Face à la sidération et à la peur qui paralysent souvent les familles, l’organisation offre actuellement un accompagnement légal et psychologique gratuit aux enfants concernés, un dispositif d’urgence destiné à éviter que les victimes ne soient laissées seules face au traumatisme et aux procédures judiciaires.

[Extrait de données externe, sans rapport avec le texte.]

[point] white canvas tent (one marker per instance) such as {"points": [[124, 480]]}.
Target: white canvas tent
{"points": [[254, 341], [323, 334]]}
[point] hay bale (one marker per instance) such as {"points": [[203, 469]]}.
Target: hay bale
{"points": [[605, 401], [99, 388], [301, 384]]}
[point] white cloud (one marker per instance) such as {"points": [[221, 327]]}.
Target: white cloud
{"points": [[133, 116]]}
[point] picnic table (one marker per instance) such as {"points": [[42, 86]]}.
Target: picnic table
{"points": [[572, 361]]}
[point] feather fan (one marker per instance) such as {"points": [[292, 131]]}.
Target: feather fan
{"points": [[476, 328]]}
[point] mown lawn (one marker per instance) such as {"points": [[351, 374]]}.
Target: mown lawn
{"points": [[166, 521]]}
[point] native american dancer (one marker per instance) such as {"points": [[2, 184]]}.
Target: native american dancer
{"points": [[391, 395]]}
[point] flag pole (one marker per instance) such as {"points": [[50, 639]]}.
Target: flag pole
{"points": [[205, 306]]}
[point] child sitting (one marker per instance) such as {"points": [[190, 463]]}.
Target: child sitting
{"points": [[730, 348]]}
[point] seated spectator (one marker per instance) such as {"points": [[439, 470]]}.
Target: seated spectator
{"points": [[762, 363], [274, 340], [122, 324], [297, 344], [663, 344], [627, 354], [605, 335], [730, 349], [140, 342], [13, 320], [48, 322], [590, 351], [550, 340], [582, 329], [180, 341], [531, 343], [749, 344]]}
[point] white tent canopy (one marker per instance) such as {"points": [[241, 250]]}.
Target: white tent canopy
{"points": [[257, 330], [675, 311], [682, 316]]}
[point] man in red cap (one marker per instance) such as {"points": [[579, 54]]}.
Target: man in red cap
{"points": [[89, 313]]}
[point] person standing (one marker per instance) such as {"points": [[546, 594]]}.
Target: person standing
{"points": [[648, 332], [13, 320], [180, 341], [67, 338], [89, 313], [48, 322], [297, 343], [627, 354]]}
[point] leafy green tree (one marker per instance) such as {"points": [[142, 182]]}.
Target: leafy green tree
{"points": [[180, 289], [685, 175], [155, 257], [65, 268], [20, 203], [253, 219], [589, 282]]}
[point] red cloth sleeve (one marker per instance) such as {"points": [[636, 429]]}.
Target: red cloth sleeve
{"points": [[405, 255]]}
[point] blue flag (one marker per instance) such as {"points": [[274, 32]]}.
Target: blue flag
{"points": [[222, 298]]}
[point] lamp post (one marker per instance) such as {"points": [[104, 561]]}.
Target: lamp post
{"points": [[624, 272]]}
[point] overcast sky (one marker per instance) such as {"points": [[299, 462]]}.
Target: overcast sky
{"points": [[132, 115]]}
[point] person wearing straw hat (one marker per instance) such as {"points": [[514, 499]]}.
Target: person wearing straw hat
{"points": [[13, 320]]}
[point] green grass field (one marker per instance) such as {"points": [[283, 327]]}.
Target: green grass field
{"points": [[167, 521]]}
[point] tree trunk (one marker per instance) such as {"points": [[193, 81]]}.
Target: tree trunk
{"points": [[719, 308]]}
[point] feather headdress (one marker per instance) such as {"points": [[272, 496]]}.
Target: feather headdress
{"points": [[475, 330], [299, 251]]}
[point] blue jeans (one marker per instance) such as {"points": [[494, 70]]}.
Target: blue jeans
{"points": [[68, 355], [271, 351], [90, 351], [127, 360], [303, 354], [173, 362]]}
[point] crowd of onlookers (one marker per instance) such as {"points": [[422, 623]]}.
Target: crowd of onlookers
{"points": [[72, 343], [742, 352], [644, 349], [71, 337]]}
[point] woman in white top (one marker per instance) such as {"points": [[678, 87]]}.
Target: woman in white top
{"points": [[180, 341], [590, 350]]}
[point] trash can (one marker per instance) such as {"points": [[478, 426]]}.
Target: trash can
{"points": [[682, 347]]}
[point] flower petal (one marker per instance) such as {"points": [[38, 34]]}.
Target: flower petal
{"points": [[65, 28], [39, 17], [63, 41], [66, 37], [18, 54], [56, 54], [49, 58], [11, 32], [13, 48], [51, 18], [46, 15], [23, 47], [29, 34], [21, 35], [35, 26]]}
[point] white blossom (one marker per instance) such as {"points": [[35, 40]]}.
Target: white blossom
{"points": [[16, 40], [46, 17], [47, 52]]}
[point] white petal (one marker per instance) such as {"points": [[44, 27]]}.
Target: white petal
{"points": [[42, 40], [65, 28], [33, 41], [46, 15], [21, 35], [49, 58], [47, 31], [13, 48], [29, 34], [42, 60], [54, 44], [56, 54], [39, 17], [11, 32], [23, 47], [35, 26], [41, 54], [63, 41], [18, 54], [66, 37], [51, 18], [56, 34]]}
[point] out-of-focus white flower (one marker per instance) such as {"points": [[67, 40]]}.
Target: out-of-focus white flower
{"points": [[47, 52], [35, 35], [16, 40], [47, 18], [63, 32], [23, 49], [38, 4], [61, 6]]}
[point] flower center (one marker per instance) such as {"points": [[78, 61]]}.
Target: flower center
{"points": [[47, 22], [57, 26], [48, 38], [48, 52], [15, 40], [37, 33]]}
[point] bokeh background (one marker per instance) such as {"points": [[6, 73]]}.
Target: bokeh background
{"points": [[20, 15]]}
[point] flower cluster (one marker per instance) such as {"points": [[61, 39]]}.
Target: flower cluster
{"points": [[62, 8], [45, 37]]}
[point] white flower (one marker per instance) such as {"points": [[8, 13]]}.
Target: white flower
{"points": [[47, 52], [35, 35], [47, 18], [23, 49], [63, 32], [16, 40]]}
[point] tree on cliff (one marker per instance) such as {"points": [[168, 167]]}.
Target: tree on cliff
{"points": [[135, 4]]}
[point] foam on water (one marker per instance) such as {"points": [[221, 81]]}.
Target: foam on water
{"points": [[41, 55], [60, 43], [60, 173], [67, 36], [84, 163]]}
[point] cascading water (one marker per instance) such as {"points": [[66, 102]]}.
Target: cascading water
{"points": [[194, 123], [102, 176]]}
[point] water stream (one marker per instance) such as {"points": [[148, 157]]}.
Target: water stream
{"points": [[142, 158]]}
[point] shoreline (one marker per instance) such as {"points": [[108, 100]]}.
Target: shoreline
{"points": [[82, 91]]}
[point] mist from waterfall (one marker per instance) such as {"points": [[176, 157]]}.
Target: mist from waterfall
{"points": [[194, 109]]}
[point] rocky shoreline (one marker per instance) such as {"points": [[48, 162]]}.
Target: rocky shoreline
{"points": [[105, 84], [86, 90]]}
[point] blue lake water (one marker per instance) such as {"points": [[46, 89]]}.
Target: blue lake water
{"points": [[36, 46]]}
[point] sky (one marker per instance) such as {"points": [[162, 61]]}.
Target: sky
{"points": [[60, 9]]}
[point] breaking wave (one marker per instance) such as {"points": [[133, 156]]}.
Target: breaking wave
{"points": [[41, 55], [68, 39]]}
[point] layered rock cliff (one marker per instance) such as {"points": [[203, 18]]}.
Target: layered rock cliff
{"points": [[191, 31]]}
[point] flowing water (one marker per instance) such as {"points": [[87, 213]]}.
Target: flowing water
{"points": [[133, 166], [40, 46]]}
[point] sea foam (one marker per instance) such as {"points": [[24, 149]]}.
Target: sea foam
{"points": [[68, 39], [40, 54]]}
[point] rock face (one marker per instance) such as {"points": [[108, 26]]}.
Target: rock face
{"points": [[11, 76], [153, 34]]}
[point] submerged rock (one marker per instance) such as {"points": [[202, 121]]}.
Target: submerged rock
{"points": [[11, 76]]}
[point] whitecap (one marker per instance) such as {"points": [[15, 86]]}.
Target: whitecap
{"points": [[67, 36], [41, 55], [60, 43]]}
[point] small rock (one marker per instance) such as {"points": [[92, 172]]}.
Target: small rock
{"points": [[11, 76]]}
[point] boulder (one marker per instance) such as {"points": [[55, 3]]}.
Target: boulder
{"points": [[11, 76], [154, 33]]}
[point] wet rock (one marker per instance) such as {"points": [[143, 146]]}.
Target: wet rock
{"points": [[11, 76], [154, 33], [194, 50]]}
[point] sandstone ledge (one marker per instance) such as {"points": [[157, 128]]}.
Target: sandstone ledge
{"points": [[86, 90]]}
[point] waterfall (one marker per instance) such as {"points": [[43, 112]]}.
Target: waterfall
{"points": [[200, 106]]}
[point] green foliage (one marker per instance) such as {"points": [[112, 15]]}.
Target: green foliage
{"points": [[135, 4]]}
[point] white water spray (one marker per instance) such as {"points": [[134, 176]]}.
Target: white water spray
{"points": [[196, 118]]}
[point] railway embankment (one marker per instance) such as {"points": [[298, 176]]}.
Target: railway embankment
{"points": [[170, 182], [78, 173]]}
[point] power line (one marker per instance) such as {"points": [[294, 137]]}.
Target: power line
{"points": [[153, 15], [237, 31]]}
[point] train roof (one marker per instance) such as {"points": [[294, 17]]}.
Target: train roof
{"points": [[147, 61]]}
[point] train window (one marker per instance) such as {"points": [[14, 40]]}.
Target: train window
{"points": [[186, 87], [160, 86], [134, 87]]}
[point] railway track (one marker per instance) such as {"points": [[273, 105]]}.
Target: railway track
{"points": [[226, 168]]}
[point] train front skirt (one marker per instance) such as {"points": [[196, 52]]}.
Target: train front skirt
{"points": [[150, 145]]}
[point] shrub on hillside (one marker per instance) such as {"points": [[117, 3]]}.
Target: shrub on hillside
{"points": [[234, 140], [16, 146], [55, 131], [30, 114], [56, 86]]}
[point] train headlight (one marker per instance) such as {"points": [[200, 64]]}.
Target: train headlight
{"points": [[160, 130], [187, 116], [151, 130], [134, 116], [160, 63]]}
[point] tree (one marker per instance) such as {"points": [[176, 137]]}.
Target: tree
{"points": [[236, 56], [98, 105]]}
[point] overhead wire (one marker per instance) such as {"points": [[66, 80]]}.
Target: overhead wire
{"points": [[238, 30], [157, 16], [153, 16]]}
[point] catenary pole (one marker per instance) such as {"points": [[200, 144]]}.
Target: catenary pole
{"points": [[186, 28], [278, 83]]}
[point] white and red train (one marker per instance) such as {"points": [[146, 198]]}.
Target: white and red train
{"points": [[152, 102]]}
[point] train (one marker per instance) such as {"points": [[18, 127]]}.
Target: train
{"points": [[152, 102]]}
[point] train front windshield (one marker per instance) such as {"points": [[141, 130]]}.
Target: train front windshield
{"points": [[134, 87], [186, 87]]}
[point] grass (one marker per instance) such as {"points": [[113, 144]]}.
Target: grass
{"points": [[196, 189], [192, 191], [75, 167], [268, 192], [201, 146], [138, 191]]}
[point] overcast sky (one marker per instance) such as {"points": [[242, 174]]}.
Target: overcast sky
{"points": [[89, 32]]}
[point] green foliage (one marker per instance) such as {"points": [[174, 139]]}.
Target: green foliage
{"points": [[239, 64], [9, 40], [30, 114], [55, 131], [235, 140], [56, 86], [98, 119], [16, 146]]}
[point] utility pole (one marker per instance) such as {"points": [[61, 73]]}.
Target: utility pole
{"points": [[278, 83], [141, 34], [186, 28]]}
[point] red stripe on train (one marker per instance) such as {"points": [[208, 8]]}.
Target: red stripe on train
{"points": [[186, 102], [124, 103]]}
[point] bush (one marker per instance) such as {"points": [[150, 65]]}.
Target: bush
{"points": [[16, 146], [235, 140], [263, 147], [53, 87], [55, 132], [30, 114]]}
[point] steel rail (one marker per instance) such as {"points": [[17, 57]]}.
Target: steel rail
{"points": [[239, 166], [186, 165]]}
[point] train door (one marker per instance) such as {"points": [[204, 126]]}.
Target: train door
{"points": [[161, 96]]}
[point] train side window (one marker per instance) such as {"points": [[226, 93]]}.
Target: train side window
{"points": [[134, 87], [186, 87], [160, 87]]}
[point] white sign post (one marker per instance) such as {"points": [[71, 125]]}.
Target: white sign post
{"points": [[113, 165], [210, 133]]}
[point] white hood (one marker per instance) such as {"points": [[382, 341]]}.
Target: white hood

Selon Virginie Bissessur, les faits rapportés dans cette affaire correspondent à des mécanismes connus. « Un prédateur utilise le même pattern de grooming sur les enfants. Il les prépare pendant un bon moment, crée un climat de confiance, installe une proximité qui lui permet ensuite de franchir les limites. »
La psychologue décrit un processus fondé sur la manipulation et l’emprise. « Il y a une forme de contrôle psychologique. Et un enfant n’invente pas un récit aussi précis sur la stratégie d’un prédateur ». Dans le cas d’un grooming,l’enfant peut ne pas comprendre immédiatement qu’il est manipulé et il peut se sentir coupable ou complice, alors qu’il est victime.
La directrice de Pedostop met toutefois en garde contre un autre danger, soit l’exposition publique des mineurs. « Il s’agit d’enfants. Il faut penser à leur avenir. On ne publie ni leurs noms, ni leurs photos », rappelle-t-elle.